Graph Databases: Making Meaning From The Internet Of Things

Graph Database

Morgan Stanley recently predicted there will be 75 billion connected devices in use worldwide by 2020, a number rapidly approaching the estimated 86 billion neurons in the human brain. We know that human intelligence comes not from the sum of neurons in our brains, but from the connections between them and the way they interact with each other.

While one could easily take this analogy too far, two points are worth taking away. The first is that it’s the connections as much as the devices that will truly bring forth the latent possibilities in the Internet of Things (IoT). Devices in isolation will do very little. The second is that we’re not just speaking about billions of connections, the IoT will have many, many trillions of connections.

As a result, the Internet of Things should really be referred to as the ‘Internet of Connected Things’. This concept shifts the meaning of ‘product’ to encompass more than just individual tangible objects and enables businesses to consider not just what products are, but what they could become if connected in different ways. Understanding and managing these connections by using the right tools will ultimately be at least as important for businesses as understanding and managing the devices themselves.

Imagination is key to unlocking the value of connected things. For example, in a telecommunciations or aviation network, the question, “what cell tower is experiencing problems?” or “Which plane is going to arrive late?” becomes: “What is the impact of the problem on the rest of the network?”

The connections between devices and other entities can change faster than the data describing each thing.

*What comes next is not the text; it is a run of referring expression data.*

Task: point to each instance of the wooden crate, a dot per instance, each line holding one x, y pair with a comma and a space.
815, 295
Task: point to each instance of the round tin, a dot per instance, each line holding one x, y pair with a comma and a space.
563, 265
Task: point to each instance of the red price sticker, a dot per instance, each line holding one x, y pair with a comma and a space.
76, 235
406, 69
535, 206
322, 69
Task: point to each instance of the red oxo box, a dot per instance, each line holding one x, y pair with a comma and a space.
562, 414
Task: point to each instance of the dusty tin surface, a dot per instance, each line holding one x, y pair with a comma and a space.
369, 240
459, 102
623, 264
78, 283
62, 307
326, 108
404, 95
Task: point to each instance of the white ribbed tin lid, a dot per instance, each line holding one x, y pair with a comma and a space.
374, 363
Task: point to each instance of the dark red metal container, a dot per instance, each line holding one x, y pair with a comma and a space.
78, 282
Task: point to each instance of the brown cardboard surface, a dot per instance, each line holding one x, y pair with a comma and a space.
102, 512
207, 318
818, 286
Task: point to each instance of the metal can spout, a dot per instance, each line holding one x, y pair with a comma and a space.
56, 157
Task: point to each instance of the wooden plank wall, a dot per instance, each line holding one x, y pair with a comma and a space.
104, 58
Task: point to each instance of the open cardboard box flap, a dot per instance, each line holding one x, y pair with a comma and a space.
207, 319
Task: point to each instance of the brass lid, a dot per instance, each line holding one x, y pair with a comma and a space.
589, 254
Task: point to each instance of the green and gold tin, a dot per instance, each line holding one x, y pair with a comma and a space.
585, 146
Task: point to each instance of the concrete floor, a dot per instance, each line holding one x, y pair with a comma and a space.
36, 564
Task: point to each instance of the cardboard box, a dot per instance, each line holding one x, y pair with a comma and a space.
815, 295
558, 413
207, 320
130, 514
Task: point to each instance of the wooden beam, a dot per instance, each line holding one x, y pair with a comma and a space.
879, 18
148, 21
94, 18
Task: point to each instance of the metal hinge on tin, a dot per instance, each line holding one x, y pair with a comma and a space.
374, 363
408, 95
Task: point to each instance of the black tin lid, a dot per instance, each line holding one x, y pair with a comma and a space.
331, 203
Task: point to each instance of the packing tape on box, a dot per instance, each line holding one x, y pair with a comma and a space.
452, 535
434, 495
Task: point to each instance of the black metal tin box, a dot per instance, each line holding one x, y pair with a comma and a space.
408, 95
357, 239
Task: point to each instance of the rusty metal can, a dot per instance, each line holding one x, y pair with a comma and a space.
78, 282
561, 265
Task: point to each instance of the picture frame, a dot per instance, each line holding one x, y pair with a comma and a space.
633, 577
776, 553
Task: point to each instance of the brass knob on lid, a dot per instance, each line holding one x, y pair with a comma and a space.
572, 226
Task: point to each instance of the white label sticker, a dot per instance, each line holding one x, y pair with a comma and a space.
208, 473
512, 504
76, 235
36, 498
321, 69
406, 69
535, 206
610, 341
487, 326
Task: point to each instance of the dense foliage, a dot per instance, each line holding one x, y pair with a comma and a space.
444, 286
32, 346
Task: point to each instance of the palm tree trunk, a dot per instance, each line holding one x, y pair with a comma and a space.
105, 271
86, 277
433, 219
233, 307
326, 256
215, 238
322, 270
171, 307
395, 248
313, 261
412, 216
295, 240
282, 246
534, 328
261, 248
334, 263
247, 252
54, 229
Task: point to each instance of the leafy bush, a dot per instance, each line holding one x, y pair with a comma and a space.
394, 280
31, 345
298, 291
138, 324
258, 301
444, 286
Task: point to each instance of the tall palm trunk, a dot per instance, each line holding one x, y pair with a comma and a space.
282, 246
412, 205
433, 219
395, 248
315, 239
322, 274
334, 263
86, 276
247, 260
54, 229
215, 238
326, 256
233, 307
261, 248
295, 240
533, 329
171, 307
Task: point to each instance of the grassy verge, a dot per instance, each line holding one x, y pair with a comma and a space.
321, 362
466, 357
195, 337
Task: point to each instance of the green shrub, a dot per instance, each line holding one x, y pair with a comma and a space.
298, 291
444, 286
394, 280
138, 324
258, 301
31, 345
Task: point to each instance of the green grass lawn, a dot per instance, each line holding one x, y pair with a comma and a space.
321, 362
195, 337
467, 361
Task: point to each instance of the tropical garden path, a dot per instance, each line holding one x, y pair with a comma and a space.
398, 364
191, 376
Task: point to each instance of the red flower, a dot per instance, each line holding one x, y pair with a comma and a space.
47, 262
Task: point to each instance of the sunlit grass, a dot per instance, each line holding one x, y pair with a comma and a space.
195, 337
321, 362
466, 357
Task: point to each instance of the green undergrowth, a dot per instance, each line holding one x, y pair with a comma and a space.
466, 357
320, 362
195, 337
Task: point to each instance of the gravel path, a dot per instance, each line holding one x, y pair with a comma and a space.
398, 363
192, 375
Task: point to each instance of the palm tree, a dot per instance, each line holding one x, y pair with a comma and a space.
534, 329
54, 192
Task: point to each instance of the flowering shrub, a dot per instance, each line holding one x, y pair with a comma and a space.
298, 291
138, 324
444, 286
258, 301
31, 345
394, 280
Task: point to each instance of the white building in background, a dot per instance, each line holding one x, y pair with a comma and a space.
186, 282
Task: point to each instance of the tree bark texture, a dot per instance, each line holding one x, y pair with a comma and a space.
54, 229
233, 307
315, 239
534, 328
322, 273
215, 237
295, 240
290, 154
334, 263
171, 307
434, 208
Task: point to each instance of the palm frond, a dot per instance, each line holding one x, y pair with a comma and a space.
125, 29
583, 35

With Telco data, for example, each time you call a new person or authorise a new device, you make a connection. The same is true in an industrial setting, when a new piece of equipment comes online it will look for the relevant controllers or other devices that it needs to listen to or send data to.

Understanding connections is the key to understanding dependencies and uncovering cascading impacts. Such insight allows businesses to identify opportunities for new services and products that make the most of the IoT. To identify these opportunities, businesses need access to the tools that can show these connections in a quick and easy way.

This is where graph databases come in. Graph databases are essential to discovering, capturing and making sense of complex interdependences and relationships, both for running an IT organisation more effectively and to build the next generation of functionality for businesses. They are designed to easily model and navigate networks of data, with extremely high performance, which is why they have been so popular with social networks such as Facebook and LinkedIn already. And now they are increasingly being adopted by forward thinking companies looking to extract maximum value from the Internet of Things.

Identifying the connections in the Internet of Things using graph databases can bring various benefits to a variety of industries. For example they can enable retail chains to see the waxing and waning of demand for products across geographies and the devices that consumers use to place orders to re-route shipments to stores or warehouses in which a particular item is in demand and low in stock. Manufacturers, on the other hand, can use graph data to chart seasonal demand and online buying habits, projecting revenues based on that data for the next four quarters.

Additionally, an insurance provider can use a graph database to recognise the interrelationships between seemingly unconnected people involved in a rash of car accidents across a wide area. A deeper understanding of the data could reveal complex insurance fraud activity involving staged car accidents, which if identified quickly, can save the provider hundreds of thousands of dollars.

The answer to the complexity and interconnectedness of the IoT is to reduce the wash of data to its common denominators. Managing and understanding the connections is a particularly big challenge. Graphs are a natural way to represent these connections, making graph databases a natural choice for extracting real business value from the Internet of Things. After all, just like neurons in the human brain, true intelligence comes not from knowing the sum of devices, but from understanding the connections that link them together.

Emil Eifrem

Emil Eifrem is founder of the Neo4j open source graph database project.